Acting senior coroner Colin Phillips, who recorded a conclusion of suicide, said: ‘Gethin suffered with a number of mental health issues for a long period. He had certain issues with alcohol.
‘There was a number of stress on his life, he had split from his wife and
had issues with his previous girlfriend or wife.
‘I think it was accepted that his business was suffering as a plumber
during the Covid-19 period. He had issues money wise.’
During the inquest, it was revealed Hurse had phoned the ambulance and given his flat address before telling the operator: ‘I’m done.’
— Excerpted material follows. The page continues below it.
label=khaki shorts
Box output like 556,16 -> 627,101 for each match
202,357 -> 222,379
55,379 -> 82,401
On being asked for the postcode of his flat, he said: ‘no, thank you,’ the coroner heard. He then apparently told the emergency service that he lived in the ‘top flat’ before saying: ‘goodbye.’
Speaking earlier this year, Hurse’s widow Kirsten described him as a
‘beautiful soul with a huge heart and infectious smile’
She told Wales Online that her husband was a well-respected plumber and gas engineer who loved his job very much, but the time off exacerbated his mental health difficulties.
‘To look at him you would never think he would have mental health
issues. It was not because he didn’t love me or his children – he just
could not cope living anymore,’ she added.
She has since raised money for suicide prevention charity Papyrus and has
been keen to raise awareness about the issue.
‘There is so much stigma attached to it and it’s talking to people to try
and raise awareness to help just one person,’ she added.
It comes after experts at Rethink Mental Illness found that the number of people turning to their website for support with suicidal thoughts has tripled since the start of the pandemic.
With Brits facing months more of money woes, Chancellor Rishi Sunak extended the Government’s furlough scheme until the end of March 2021.